Prove that det(A^2) = 1

If A is row equivalent to I and I can be obtained from A by using only row operations of type I (interchange rows) and III (adding a multiple of one row to another), prove $\displaystyle det(A^2) = 1$.

My attempt:

If A is row equivalent to I, then A is the product of some elementary matrices. As a result, det(EA) = det(E)det(A) where E is some elementary matrix.

*Assume det(A) is multiplied by the determinants of elementary matrices of type I. When this happens, that will change the value of det(A) by -1 since det(E) = -1 and det(EA) = det(E)det(A)

*Similarly, assume det(A) is multiplied by the determinants of elementary matrices of type III. When this happens, det(A) is unchanged because det(E) = 1 and det(EA)=det(E)det(A)

We can also consider the case with both row operations I and III, which again, will only change the det(A) by multiplying it by -1 or leaving it unchanged.
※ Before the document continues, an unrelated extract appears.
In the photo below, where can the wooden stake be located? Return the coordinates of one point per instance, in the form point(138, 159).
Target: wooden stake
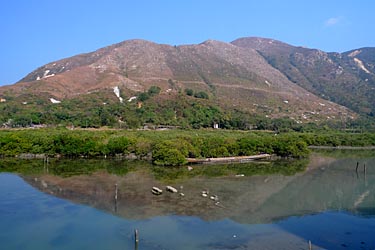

A is row equivalent to I, so

A = (E1)(E2) *** (Ek)(I)

This implies that

det(A) = det[(E1)(E2) *** (Ek)(I)]
det(A) = det(E1)det[(E2) *** (Ek)(I)]
...
det(A) = det(E1)det(E2) *** det(Ek)det(I)

The determinant of the identity matrix I is 1 since the identity matrix is triangular, and the product of its diagonal elements is 1. Therefore, multiplying it by the determinants of elementary matrices I and III mean only two possible values of det(A) exist: 1 and -1. Squaring that in det(A^2) mean that det(A^2) = 1.

Proof done.

Note: The proofs for why det(E) = 1 or -1 where E is type I or III, respectively, are already in my textbook, so I can simply cite the proofs there. I inserted an asterik (*) at the start of those 2 statements just to make things clear for you as viewers.

This argument is correct; well done! At the end you can say $\displaystyle \text{det}(A^2)=[\text{det}(A)]^2$ and so the minus sign doesn't matter.

Thanks for the comment, I'll include that at the end of my proof.